Menteri Koordinator Bidang Pembangunan Manusia dan Kebudayaan (Menko PMK) Muhadjir Effendy mengatakan, vaksinasi dosis satu dan dua, serta vaksin booster dosis tiga menjadi syarat perjalanan mudik. Oleh karena itu, vaksinasi harus tetap dijalankan agar semua masyarakat terjangkau.
“Jadi selama bulan puasa justru kita manfaatkan untuk menggencarkan vaksinasi, baik vaksin lengkap maupun booster. Sehingga mudah-mudahan mereka termotivasi untuk melakukan vaksin karena mereka akan mudik,” ujar Muhadjir kepada wartawan, Senin (4/4).
Muhadjir memaparkan, potensi mudik berdasarkan perhitungan survei dari Kemenhub sebanyak 79 juta warga. Hal tersebut harus dimanfaatkan untuk mendorong masyarakat secara sukarela melakukan vaksin.

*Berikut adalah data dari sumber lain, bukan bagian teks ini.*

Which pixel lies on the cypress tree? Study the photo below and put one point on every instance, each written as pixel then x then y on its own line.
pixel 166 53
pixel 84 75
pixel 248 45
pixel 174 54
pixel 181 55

Rencananya pemerintah akan membuat sentra vaksinasi di masjid-masjid. Dengan target menyasar masyarakat yang melaksanakan ibadah Ramadan di masjid.
“Kami sudah melakukan rapat membahas tentang bagaimana desain tekhnokratiknya agar momentum ibadah Ramadan khususnya tarawih bisa dijadikan momen untuk melakukan vaksinasi yang masif,” jelasnya.
Muhadjir mengatakan, akan berkoordinasi lebih lanjut dengan pihak-pihak terkait untuk pelaksanaan vaksinasi di masjid-masjid saat Ramadan.
“Kita akan berkoordinasi lebih lanjut dengan Kemenkes, Polri, TNI, dan juga Dewan Masjid Indonesia (DMI) Mudah-mudahan ini bisa berjalan dengan baik,” pungkasnya.